Investors have said that a seismic shift in the policy of the Japanese central bank still remains a question of when and not if, as they gear up for wild swings in the currency markets and fresh havoc in the bond markets.
On Wednesday, the Bank of Japan opted to continue with ultra-low interest rates, which includes a bond yield cap that it has been trying to defend.
Markets had been expecting the central bank to phase out its huge stimulus program because of the increasing inflationary pressure.
According to analysts, it is inevitable that the Japanese central bank would change its policy because inflation has risen to a high of 41 years and there is a rise in the cost of keeping the borrowing cost low.
They said that even though the timing of the policy shift remains uncertain, it will eventually happen. They added that Japanese government bond yields would rise and the Japanese currency would also strengthen.
Expectations on Wednesday showed that the Bank of Japan is expected to widen the target range for the government bond yield to below zero or less than 1% in March, which is 0.5% right now.
Likewise, there are a lot of expectations about a rise in the yen’s value. On Wednesday, there was a drop in the 10-year bond yield to 0.4%, but it is still close to its 2015 highs.
There is more cash coming back home because of expectations that the yields will go up due to which investors have to adapt to a possible drop in the demand for global bonds in Japan.
According to some, this is quite a risk because a number of central banks have actually begun to offload bonds for monetary tightening and there is a surge in government debt sales.
Foreign bond holdings reached their peak at $3 trillion amongst Japanese institutional investors, not including the reserve portfolio of Japan worth $1 trillion.
Even though the holdings have declined of late, they are still estimated to be higher than $2 trillion. The flow from Japanese investors are quite significant for sovereign bond markets, which are valued at $70 trillion.
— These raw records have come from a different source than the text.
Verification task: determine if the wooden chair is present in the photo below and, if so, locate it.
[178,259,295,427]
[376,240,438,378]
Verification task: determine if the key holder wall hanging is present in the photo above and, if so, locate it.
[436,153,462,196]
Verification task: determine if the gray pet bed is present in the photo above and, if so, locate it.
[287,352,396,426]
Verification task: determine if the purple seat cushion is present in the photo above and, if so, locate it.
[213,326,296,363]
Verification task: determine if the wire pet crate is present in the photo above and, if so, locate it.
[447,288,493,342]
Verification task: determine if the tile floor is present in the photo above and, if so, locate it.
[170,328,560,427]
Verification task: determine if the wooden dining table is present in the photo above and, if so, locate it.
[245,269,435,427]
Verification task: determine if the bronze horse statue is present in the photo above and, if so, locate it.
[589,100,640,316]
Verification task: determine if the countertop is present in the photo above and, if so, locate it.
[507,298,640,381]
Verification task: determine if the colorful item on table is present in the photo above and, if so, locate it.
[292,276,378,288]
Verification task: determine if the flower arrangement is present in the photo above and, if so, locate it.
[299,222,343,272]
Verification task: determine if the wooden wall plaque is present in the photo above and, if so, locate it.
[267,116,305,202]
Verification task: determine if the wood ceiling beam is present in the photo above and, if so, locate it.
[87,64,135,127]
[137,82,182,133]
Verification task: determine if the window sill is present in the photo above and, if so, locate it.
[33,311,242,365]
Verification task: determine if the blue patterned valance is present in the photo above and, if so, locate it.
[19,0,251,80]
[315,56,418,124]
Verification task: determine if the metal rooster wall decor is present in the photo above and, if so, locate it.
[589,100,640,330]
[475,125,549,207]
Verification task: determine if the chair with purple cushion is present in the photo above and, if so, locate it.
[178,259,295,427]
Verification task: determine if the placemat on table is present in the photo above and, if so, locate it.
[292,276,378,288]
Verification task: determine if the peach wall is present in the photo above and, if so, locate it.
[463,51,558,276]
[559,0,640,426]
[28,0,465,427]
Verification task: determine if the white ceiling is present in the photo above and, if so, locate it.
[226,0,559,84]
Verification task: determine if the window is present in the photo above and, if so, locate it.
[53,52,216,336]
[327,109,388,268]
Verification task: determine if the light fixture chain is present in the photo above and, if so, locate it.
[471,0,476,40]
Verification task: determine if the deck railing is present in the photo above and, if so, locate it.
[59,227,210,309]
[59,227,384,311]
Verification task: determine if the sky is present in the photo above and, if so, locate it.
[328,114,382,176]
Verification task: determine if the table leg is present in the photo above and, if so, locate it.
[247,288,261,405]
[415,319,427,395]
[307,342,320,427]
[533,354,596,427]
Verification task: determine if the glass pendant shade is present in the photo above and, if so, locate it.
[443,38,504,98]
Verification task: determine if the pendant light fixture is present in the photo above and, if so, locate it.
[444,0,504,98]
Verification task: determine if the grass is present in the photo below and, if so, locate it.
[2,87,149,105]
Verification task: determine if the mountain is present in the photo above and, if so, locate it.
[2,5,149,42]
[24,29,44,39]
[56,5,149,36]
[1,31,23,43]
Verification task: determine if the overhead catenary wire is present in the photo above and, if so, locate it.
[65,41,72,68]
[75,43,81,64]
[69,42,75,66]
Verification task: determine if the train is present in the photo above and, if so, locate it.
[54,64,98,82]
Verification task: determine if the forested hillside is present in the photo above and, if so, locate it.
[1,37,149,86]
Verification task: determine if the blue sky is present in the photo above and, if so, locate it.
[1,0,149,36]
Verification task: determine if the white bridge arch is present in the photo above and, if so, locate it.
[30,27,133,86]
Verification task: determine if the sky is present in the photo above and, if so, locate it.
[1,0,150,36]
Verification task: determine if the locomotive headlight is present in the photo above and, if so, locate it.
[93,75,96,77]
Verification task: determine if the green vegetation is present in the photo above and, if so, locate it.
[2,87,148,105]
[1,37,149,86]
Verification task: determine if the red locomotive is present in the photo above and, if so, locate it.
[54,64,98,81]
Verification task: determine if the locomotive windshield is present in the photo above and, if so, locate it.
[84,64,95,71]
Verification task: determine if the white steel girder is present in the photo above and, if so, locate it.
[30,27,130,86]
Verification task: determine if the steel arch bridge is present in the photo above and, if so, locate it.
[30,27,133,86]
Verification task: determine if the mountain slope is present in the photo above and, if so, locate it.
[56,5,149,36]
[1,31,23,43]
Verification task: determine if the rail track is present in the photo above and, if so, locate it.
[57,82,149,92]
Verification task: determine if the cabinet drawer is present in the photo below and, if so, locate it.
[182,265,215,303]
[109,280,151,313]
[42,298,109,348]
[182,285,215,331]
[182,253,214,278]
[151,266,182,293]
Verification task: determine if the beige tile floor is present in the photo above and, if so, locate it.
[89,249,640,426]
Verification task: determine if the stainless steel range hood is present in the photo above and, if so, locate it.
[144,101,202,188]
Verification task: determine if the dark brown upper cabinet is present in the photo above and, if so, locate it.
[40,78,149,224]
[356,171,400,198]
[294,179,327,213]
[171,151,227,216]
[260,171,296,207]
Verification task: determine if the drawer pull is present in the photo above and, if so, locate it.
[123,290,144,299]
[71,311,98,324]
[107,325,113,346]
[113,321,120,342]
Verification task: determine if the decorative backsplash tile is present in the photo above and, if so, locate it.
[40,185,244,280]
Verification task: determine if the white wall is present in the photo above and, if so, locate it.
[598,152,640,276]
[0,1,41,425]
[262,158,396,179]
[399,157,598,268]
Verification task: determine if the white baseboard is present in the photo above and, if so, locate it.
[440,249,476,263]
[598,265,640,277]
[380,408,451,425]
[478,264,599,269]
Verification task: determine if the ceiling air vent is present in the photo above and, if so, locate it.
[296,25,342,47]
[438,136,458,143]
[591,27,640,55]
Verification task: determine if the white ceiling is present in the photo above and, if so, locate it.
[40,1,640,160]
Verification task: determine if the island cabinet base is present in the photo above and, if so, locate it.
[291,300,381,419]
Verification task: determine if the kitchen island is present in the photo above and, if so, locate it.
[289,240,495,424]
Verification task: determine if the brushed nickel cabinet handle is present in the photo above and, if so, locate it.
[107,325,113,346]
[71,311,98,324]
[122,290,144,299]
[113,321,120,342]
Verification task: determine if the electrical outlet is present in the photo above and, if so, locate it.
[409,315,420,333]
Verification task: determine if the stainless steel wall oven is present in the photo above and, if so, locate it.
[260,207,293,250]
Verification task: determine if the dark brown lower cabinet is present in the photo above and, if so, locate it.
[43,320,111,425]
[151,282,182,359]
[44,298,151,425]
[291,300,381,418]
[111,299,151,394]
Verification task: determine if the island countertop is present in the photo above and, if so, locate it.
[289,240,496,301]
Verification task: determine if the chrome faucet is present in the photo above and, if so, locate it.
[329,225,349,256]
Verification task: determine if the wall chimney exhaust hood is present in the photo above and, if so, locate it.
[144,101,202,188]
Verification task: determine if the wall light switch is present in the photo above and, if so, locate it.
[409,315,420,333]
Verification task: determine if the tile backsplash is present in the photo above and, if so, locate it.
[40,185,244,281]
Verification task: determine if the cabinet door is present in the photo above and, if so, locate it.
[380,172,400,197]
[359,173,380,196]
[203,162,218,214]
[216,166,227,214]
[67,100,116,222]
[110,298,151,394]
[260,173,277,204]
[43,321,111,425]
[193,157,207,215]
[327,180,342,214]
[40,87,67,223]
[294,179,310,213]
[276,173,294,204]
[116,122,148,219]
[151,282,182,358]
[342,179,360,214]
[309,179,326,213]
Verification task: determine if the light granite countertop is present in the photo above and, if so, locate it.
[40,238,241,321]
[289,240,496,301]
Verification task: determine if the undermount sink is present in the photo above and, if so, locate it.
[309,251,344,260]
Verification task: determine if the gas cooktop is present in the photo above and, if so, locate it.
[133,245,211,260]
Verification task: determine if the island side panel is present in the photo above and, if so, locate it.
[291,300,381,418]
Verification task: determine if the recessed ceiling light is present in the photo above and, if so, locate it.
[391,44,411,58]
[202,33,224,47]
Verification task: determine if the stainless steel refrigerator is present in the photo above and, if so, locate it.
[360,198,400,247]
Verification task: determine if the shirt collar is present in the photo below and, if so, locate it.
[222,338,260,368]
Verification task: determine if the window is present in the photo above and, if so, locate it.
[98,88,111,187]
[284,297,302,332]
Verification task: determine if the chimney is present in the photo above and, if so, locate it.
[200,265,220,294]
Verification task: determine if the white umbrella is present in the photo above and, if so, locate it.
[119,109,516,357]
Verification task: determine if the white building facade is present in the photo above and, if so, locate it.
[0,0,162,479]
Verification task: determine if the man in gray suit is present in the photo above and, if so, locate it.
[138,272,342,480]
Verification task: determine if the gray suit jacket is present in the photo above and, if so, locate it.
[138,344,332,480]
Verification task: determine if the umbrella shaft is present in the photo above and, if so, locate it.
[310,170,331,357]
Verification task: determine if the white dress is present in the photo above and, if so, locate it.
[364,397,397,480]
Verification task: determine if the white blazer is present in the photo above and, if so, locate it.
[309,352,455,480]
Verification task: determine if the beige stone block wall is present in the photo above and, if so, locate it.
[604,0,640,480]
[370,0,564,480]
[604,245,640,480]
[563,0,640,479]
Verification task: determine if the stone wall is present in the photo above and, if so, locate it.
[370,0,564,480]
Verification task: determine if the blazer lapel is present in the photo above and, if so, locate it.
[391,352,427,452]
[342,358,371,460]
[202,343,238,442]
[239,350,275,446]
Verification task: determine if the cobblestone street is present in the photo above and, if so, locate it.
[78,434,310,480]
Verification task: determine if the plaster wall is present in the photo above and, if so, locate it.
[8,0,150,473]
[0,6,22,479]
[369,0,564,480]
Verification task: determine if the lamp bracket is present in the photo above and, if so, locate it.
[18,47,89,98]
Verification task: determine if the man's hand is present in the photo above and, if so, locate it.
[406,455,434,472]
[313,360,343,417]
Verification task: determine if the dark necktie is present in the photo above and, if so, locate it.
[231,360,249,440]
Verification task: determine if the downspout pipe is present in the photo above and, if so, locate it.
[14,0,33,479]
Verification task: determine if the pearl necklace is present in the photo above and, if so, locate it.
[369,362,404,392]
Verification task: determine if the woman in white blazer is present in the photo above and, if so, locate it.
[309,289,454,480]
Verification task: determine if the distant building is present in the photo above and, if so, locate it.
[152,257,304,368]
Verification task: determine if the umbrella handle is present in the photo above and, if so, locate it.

This is due to the fact that Japanese investors have the biggest holdings of US Treasuries and have also bought a significant amount of debt in France and Australia.
Japanese investors have not ignored the implications of a possible change in monetary policy and higher inflation in the country.
In order to get a return, they would have to send their cash overseas for the first time in years. It is unlikely that foreign bonds will be sold rapidly because it would result in sharp losses.
Nonetheless, Japanese investors anticipated a shift and already sold foreign bonds worth $15.94 million back in December, which was the fourth consecutive month of selling.
Market analysts said that the impact of Japanese flows in the global bond market has been as significant as that of Chinese flows in the last decade.